Thursday, March 12, 2009

List #40: 5 Things Wrong with the "Watchmen" ending [SPOILERS]

List #40: 5 Things Wrong with the "Watchmen" ending [SPOILERS]

WARNING: "Here be Tygers...or Spoilers" (not so much for the movie, but for The Book)
1.No Squid. Yes, Squiddy is sort of ridiculous and unbelievable, but it's just so ridiculous and believable to be believed. Plus, for the ending to really “work,” at least in my opinion, the common threat that unites the planet needs to truly be an external (extra-planetary) threat. It's much harder for me to buy that all of the United States' enemies would suddenly rally with them when it was the US's ultimate weapon that attacked them all (even if the US was harmed as well). If I were the Russians, and there was a big “Boom” on my soil in that political climate, those missiles would be in the air faster than I could say “boil a beet for borscht.” Even if it didn't elicit an immediate response, once it became clear that it was the American “Superman” that caused the damage, I doubt that it would endear the United States' enemies to their common cause. It was 'tidier' for the movie, but ultimately less satisfying than Squiddy.


2.Bodies well within my wildest imagining: As much as the rest of the movie was overly violent, the ending was far too bloodless. Chapter 12 of The Book opens with 6 full-page, wordless shots (distinctly different from the normal 9-panel grid layout) that give a panoramic view of the utter atrocity of the results of the attack. These are the “Bodies beyond your wildest Imagining” that the “Veidt Method” promised. It is graphic, bloody and Shocking. We see nearly all of the 'regular' people we've met in the book have died horrific deaths when all they wanted was some Tandoori to go. In the movie the body count is just a number, albeit an even bigger, yet still less meaningful, number than in the book. There's also very little emotional connection to the non-super people of the movie's Earth. Without the depth of connection to the '40th & 7th' people', there's very little 'humanity' in the movie. Bernard and Bernie's deaths are nothing but a nod to those who have read the book.


3.“Jon would say 'Nothing Ever Ends'”: You're darn right he would! In fact he did in The Book, and it was in what was probably the most important panel/scene of the entire story. Veidt, showing the tiniest sliver of self-doubt, asks for Jon's vindication to help him justify his means. Jon replies, “Nothing Ends, Adrian, Nothing ever Ends,” and disappears to Mars, leaving Adrian's need for Jon's approval unfulfilled, and leaving him to contend with the consequences of his Stronger, Loving World. Giving the line to Laurie cheapens it. It would be better to cut it entirely than give it to someone else.

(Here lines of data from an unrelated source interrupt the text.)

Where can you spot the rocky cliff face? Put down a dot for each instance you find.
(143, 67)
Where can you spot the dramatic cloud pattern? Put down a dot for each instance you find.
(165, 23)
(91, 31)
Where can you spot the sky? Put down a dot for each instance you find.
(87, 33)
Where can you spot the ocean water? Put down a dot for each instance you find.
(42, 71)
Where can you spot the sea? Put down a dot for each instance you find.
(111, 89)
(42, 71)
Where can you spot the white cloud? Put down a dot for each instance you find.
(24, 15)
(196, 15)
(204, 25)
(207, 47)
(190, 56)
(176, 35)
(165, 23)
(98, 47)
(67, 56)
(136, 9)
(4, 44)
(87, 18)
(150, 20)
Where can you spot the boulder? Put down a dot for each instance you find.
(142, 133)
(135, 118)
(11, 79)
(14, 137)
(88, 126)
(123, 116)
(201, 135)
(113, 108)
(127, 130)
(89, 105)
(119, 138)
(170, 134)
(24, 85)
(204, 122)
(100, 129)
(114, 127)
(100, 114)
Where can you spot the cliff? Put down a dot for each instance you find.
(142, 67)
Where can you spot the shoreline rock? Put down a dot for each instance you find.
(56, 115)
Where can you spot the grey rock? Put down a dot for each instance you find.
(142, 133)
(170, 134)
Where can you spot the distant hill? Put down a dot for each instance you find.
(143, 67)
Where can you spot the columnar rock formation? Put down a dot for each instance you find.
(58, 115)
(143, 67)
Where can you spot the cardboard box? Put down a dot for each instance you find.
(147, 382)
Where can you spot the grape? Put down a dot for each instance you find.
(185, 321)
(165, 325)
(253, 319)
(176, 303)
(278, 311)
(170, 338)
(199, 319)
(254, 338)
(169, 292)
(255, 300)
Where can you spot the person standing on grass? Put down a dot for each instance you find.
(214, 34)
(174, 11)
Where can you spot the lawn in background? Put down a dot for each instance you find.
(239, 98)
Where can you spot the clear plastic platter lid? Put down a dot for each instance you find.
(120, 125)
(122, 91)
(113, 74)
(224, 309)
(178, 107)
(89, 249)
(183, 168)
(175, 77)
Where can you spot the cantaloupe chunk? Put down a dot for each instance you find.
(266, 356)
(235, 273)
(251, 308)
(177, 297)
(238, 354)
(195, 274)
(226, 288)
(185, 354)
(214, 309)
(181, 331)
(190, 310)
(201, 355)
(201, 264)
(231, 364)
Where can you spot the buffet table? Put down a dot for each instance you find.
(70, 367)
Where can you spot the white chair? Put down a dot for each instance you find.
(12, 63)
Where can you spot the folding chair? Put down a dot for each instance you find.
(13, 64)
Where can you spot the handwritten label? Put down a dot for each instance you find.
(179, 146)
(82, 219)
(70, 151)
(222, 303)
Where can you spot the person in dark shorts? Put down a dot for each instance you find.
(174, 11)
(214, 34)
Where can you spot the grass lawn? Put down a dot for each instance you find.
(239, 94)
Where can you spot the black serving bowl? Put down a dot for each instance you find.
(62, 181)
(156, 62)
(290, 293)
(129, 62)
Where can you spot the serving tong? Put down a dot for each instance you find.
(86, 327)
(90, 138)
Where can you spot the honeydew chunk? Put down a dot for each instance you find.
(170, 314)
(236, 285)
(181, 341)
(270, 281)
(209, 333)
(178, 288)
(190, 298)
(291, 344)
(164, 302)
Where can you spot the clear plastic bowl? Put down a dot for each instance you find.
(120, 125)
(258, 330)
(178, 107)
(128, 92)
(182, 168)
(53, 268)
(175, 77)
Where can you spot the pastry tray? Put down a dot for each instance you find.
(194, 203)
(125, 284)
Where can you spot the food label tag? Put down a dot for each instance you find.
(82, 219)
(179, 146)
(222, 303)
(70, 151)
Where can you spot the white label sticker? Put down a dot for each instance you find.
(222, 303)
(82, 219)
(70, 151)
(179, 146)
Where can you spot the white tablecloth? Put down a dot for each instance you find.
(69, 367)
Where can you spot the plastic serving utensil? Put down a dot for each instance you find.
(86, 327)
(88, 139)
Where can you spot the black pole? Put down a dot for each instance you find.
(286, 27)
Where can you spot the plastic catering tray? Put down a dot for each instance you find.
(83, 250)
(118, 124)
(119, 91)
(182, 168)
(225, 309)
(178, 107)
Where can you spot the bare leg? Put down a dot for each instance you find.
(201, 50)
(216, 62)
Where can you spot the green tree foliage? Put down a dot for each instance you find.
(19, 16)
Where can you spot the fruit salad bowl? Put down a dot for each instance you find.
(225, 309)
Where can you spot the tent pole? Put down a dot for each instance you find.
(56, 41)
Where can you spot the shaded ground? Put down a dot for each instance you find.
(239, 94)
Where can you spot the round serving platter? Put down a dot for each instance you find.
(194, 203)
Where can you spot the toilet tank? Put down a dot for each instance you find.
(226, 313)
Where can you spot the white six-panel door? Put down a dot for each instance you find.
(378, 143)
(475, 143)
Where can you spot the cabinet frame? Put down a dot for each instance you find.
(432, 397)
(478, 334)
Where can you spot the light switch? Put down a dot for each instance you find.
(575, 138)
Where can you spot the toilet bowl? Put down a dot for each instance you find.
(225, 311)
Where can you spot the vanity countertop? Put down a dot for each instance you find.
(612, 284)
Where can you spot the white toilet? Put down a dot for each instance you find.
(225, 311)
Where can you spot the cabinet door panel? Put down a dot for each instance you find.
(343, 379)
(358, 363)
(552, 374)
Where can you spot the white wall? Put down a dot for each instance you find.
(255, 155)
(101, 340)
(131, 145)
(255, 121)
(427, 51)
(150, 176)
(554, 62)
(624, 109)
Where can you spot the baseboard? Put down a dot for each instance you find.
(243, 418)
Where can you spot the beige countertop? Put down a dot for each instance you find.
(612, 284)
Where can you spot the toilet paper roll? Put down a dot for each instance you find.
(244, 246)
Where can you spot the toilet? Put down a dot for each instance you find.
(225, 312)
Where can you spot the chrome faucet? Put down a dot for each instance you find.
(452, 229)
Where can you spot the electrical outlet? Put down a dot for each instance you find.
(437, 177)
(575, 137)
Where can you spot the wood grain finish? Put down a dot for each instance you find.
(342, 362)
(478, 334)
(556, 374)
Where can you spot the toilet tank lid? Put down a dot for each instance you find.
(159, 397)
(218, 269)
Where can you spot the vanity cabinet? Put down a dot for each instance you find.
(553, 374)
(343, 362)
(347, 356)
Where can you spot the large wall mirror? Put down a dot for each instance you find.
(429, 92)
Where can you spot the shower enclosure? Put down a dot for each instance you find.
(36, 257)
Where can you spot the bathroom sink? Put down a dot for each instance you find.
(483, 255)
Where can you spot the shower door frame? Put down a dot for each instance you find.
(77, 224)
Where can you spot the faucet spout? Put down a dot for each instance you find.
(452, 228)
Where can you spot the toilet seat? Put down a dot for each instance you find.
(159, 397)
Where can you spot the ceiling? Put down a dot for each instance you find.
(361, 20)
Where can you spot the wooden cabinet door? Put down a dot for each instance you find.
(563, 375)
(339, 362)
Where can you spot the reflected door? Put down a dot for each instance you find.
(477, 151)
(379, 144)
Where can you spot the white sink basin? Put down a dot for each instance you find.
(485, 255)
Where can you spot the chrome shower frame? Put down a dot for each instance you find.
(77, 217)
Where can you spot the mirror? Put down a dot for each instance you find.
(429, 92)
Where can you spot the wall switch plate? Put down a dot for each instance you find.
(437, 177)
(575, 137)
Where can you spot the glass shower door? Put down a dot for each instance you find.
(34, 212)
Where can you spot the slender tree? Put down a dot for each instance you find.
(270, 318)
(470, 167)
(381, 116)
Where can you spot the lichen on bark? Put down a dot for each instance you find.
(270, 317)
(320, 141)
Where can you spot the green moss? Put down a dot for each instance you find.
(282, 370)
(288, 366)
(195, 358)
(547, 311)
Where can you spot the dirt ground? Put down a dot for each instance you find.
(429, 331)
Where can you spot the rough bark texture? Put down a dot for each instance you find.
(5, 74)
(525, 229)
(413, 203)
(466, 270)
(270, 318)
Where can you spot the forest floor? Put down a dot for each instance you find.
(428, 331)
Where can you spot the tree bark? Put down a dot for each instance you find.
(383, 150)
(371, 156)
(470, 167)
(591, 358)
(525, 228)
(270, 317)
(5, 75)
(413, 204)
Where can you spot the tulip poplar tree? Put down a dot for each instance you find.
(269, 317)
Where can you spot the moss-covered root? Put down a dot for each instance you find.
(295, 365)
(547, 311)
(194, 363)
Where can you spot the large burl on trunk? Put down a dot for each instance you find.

4.Jon as Scapegoat: Making Jon the scapegoat fundamentally changes his character arc. Instead of leaving earth having had his faith in humanity restored (at least enough to want to go create some of his own in another universe), and leaving humanity without his protection from the “Alien” threat (and thus giving them one more reason to rally together), Jon is now leaving no longer welcome on the planet. I will grant that this probably doesn't really matter to Jon himself, but it does matter to the character's story.


5. Rorschach's Journal: The stillness of the final panel really does put the ending “entirely in your hands” as a reader. The camera's slow zoom to focus on Rorschach's diary doesn't. And therein is the true failing of the translation of “Watchmen,”a comic designed to exemplify the medium, to film. The movie will never never really be in our hands (unless you have it on your portable video player, but you get the point). We are pushed and pulled at the pace set by the filmmaker.